I was too close to the fight to know who was the asshole.
Well.
I had a pretty strong suspicion we both were.
Regardless, I’d have to be the one to patch things up. Apologize? Maybe. I felt bad about enough of the exchange to sound sincere.
I felt worse for thinking of it that way.
What alternative did I have, though?
Well, two.
I could go home and say nothing about it, let it fester and add another drop of poison to whatever relationship Lena and I had left. We could spend another five years under the same roof while the joy seeped out of us and we forgot every time we’d been happy together, but at least neither of us would have to admit we were wrong.
Or I could draw a line in the sand.
Refuse to apologize, and when Lena wouldn’t, either, because of course she wouldn’t, learn if that meant the start of the laborious process of cutting her out of my life.
That wouldn’t just kill our own friendship. I’d introduced her to all my other friends as part of our project to get her out of her shell. Some of them would try to weld us back together. Some would side with her.
Then the apartment. Our financials. Neither of us could afford to live alone, so we’d both have to move. In with our families? She might, I’d never. To a cheaper town? A cheaper state? Would I have to start over in Alabama or something?
I realized I was actually picturing the final option. Planning how it might work, even. Not considering it. But.
My stomach lurched. If I hadn’t walked off my breakfast I might have thrown it up.
What the actual fuck was my problem?
Was I seriously imagining the end of the last five years of my life because I’d gotten pissed off about a prank?
If I was sick of Lena’s shit, and, yeah, at this point I kind of was, then I could sit down and talk it out with her. That didn’t have to mean an apology. It didn’t mean storming off to go grind Third Eye for an hour and popping back to deliver an ultimatum, either.

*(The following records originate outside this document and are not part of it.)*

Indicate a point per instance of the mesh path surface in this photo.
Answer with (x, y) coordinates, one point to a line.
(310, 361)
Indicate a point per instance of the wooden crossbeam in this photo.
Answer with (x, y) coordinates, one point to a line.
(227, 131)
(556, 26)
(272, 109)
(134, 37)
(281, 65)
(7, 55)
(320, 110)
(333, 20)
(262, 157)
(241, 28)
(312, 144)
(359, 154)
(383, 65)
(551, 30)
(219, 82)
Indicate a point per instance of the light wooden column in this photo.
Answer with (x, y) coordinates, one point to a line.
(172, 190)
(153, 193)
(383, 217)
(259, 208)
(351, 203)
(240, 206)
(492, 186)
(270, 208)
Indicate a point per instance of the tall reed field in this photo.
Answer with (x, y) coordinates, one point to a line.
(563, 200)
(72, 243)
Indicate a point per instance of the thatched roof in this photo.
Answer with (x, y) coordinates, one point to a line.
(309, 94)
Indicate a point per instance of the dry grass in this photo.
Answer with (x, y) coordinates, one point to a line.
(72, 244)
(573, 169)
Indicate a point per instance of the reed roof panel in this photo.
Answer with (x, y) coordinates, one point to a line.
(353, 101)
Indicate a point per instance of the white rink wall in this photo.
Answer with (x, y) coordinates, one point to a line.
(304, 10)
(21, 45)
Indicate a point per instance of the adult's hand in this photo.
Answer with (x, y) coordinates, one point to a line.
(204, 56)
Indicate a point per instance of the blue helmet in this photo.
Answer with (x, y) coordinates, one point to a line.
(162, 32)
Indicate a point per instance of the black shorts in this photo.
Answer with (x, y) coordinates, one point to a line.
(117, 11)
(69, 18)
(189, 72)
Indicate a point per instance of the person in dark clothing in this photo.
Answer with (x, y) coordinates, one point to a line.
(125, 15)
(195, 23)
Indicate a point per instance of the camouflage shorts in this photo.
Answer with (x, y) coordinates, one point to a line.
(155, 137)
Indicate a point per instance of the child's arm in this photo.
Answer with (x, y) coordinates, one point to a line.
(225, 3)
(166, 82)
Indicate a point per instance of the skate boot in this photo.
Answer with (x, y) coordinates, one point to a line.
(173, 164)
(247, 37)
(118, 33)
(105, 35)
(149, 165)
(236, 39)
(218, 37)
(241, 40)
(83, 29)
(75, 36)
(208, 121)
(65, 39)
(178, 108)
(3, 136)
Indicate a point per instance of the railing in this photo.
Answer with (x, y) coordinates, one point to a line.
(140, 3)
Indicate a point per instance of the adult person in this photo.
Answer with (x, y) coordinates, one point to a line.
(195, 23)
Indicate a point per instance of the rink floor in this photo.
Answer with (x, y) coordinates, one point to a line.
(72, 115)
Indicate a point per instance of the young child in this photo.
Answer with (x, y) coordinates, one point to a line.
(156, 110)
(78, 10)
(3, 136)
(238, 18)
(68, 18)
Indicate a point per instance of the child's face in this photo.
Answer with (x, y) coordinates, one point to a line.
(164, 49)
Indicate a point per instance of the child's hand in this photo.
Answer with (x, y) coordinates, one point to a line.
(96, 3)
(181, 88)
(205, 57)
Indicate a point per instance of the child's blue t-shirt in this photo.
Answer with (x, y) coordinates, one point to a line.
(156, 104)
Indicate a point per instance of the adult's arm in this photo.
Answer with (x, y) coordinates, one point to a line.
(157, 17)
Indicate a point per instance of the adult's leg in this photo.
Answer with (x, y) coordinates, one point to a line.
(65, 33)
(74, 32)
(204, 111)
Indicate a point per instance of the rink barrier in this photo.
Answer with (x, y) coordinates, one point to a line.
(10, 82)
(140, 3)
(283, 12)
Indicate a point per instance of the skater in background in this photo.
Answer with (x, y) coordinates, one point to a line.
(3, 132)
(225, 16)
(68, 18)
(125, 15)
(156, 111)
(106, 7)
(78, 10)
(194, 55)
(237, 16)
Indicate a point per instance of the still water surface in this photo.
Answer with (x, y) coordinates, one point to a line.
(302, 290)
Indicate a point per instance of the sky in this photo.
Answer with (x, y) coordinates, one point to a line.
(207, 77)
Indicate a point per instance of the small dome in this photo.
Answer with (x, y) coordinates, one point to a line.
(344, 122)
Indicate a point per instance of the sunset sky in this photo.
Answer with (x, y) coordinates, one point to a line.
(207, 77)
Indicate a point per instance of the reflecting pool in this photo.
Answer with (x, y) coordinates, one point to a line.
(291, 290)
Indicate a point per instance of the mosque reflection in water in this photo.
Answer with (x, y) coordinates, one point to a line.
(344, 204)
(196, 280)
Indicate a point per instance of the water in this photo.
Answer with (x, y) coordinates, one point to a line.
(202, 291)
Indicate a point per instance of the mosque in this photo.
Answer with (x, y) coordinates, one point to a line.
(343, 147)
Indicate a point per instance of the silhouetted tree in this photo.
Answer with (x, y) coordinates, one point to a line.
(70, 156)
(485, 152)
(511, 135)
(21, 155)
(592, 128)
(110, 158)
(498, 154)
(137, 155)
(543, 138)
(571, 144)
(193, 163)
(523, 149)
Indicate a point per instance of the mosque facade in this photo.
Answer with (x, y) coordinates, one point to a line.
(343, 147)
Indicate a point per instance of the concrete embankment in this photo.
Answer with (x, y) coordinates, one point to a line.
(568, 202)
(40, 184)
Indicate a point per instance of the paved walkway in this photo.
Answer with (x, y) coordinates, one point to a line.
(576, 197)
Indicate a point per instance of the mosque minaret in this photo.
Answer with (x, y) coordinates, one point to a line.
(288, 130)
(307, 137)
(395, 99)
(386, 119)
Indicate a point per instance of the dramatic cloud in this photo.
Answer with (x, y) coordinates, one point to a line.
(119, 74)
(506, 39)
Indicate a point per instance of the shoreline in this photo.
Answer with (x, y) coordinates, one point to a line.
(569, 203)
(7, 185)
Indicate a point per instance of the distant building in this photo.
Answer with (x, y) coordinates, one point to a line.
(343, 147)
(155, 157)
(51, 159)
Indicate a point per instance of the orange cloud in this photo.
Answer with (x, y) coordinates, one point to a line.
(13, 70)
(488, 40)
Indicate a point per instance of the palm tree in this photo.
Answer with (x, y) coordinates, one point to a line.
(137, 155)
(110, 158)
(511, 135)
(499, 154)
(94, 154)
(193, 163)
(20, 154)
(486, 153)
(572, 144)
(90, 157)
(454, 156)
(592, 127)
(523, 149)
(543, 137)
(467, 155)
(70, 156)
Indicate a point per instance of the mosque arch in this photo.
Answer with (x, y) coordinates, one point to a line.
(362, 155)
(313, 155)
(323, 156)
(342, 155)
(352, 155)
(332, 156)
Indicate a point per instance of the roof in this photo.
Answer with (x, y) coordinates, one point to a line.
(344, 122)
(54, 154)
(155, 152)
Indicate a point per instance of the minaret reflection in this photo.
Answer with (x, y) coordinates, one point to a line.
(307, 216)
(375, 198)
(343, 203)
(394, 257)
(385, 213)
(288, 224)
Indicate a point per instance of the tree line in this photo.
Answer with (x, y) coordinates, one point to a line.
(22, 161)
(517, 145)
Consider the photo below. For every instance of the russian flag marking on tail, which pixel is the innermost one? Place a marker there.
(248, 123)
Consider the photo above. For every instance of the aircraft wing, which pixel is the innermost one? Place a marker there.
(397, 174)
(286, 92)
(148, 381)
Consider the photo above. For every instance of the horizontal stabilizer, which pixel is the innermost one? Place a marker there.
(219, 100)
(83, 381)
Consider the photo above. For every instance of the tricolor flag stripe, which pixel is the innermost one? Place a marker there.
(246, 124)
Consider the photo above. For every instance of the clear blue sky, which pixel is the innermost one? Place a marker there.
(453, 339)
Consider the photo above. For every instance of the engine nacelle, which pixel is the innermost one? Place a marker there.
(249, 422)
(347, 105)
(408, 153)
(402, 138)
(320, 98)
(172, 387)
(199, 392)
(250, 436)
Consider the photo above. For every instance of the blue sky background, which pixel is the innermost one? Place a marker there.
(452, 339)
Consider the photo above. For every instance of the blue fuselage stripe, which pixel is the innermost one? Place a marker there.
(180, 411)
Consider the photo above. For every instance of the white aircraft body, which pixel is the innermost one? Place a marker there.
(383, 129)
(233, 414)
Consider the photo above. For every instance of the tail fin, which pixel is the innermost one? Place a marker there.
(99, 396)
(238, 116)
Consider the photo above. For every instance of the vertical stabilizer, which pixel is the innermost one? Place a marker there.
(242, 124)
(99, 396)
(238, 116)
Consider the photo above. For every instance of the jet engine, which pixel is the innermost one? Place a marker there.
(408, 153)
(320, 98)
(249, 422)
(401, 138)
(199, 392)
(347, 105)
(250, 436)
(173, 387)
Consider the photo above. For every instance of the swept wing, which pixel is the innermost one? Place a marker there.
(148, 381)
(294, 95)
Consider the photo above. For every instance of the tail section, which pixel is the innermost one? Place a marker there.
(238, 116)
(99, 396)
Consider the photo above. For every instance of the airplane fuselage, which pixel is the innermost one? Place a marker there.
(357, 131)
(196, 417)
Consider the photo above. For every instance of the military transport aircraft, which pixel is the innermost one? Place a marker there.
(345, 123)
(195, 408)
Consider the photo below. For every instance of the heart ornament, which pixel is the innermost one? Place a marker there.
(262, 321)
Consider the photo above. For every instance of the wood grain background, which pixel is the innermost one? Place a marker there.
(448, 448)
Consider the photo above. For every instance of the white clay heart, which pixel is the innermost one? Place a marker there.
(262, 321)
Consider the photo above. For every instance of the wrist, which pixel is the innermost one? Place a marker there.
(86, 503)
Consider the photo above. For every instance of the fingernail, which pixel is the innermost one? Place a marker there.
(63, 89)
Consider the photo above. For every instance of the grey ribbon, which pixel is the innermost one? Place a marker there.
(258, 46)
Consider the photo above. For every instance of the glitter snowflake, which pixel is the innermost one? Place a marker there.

The Lena in my head wouldn’t stand for anything less than me begging forgiveness.
But the Lena in my head wouldn’t have stood at the bedroom door looking sad and sorry, either, not when I served her the perfect opportunity to mock me with my pajamas caught around my ankles.
Did I have it in me to nut up and have a real-ass conversation for once in my life?
Considering the alternatives? I had it in me to find out, at least. I needed to text Lena, and then I needed to go home.
I was just about to, when I heard rushing water.